El espíritu de primacía de Corea no es racismo ni chovinismo

Es porque el espíritu de primacía de la nación coreana es la sublime idea y sentimiento que no permiten ninguna tendencia racista ni chovinista.

El Dirigente Kim Jong Il dijo:

El espíritu de primacía nacional que preconizamos no tiene nada que ver con el racismo ni con el chovinismo nacional.”

El espíritu de primacía de la nación coreana es, en una palabra, la sublime idea y sentimiento que se manifiestan como el orgullo y dignidad que se sienten por la grandeza de la nación coreana, y como la alta conciencia y voluntad de hacerla brillar. En otra palabra, es el orgullo y la dignidad de vivir el régimen socialista superior teniendo al gran Líder, siendo conducido por el partido y tomando la idea Juche por la ideología rectora y, al mismo tiempo, la noble idea y el sentimiento de hacer brillar el honor nacional, continuando la renovación sin dejarse influir por una visión pesimista del atraso ni jactarse del adelanto.

El espíritu de primacía de la nación coreana no tiene nada que ver con el racismo, que es una ideología burguesa reaccionaria que define la superioridad o la inferioridad de una nación según las peculiaridades biológicas de la raza.

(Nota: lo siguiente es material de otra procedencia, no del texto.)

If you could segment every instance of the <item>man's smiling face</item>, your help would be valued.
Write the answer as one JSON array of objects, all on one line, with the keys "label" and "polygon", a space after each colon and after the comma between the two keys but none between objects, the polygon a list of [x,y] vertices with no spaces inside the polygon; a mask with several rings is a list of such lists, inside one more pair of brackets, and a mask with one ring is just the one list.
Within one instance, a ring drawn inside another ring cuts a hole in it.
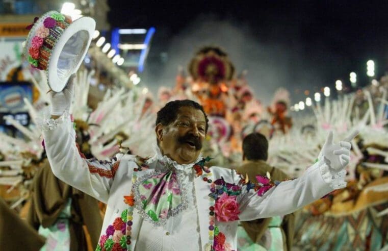
[{"label": "man's smiling face", "polygon": [[183,106],[178,110],[175,120],[167,126],[159,123],[156,132],[163,154],[179,164],[189,164],[199,156],[206,130],[202,111]]}]

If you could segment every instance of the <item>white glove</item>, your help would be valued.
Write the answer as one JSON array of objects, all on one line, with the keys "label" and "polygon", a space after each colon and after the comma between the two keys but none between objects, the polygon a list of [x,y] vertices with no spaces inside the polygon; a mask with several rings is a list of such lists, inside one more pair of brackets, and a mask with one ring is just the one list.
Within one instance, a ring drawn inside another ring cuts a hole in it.
[{"label": "white glove", "polygon": [[75,74],[69,79],[67,84],[62,91],[55,92],[51,91],[49,93],[51,101],[51,114],[61,116],[66,111],[68,113],[70,111],[70,106],[74,96],[74,79]]},{"label": "white glove", "polygon": [[350,133],[339,143],[333,143],[333,132],[330,131],[323,145],[321,154],[329,169],[338,172],[343,169],[350,161],[350,141],[358,134],[358,131]]}]

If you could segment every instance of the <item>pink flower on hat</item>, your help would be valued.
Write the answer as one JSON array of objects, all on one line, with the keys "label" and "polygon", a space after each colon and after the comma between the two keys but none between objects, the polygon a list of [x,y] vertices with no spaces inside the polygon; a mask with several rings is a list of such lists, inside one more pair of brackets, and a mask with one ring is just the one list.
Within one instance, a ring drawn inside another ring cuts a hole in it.
[{"label": "pink flower on hat", "polygon": [[112,237],[112,240],[113,240],[113,241],[114,241],[116,243],[118,243],[120,242],[120,240],[121,239],[121,237],[123,236],[123,234],[120,230],[116,230],[115,231],[115,233],[113,234],[113,237]]},{"label": "pink flower on hat", "polygon": [[34,59],[39,58],[39,48],[37,47],[30,47],[28,50],[30,55]]},{"label": "pink flower on hat", "polygon": [[40,48],[40,46],[43,44],[43,39],[38,36],[35,36],[32,38],[31,41],[31,45],[32,47],[35,47],[36,48]]},{"label": "pink flower on hat", "polygon": [[46,28],[53,28],[57,24],[57,21],[52,17],[46,17],[43,21],[43,24]]},{"label": "pink flower on hat", "polygon": [[50,30],[44,26],[41,26],[36,30],[36,35],[42,38],[46,37],[50,34]]}]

Los racistas burgueses, argumentando que las características nacionales son determinadas por las peculiaridades raciales, califican de “raza superior” al blanco y de “raza inferior” al negro y amarillo, y aseguran que la civilización moderna la puede alcanzar únicamente la “raza superior”.

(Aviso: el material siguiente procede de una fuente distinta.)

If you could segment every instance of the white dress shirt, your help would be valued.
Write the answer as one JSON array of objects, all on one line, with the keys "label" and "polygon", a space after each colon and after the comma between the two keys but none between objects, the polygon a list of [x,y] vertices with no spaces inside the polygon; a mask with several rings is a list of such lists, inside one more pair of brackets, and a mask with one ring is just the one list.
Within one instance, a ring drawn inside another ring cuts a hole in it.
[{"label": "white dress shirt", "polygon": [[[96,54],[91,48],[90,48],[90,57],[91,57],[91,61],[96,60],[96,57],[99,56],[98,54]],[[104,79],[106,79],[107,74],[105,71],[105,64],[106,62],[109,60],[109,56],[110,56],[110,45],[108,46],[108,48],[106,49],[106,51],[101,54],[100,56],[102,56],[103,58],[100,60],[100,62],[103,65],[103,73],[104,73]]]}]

Sin embargo, el espíritu de primacía de la nación coreana no aboga por su especial evolución en el plano biológico. De principios no puede haber una “raza superior” ni una “raza inferior”. Todas las naciones cuentan con un inagotable talento y capacidad creadora.

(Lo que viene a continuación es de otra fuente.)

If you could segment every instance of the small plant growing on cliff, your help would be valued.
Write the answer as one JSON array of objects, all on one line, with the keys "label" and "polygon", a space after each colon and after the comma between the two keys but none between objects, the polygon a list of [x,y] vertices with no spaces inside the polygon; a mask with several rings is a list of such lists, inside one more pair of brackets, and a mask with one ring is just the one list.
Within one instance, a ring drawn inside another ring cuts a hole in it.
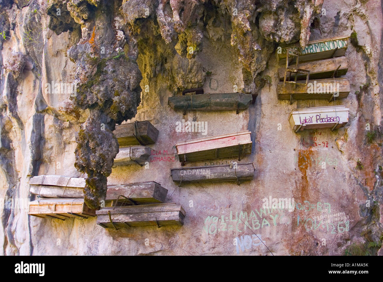
[{"label": "small plant growing on cliff", "polygon": [[265,75],[262,77],[262,80],[267,84],[268,86],[268,91],[271,91],[271,87],[273,86],[272,83],[273,80],[272,79],[271,77],[268,75]]},{"label": "small plant growing on cliff", "polygon": [[5,40],[7,40],[7,37],[9,38],[11,38],[9,36],[7,36],[5,35],[5,30],[3,30],[2,32],[0,32],[0,35],[1,35],[3,37],[3,39]]},{"label": "small plant growing on cliff", "polygon": [[366,137],[367,138],[367,142],[368,143],[372,143],[373,140],[376,137],[376,133],[375,130],[369,131],[366,134]]},{"label": "small plant growing on cliff", "polygon": [[358,34],[355,31],[352,32],[350,36],[350,42],[353,46],[357,48],[357,51],[359,50],[360,45],[359,45],[359,42],[358,41]]},{"label": "small plant growing on cliff", "polygon": [[355,167],[355,168],[357,168],[359,170],[362,170],[364,167],[363,167],[363,165],[362,164],[362,161],[360,159],[358,158],[356,159],[357,161],[357,166]]}]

El atraso en la civilización de las naciones, otrora sometidas a la subyugación colonial, no es innato sino una consecuencia de la política saqueadora y de oscurantismo colonial de los imperialistas.

En la actualidad los pueblos a los que los imperialistas calificaban de la “raza inferior” se han convertido en dueños de su propio destino, obtienen relevantes éxitos en la creación de una nueva vida y elevan sin cesar su nivel de civilización. Esta realidad atestigua elocuentemente cuán absurdo es el racismo burgués.

El espíritu de primacía de la nación coreana no tiene nada que ver con el chauvinismo nacional.

Esto no es sino la idea reaccionaria propia de la clase explotadora y de los imperialistas que desprecian y rechazan otras naciones, basándose en el racismo burgués.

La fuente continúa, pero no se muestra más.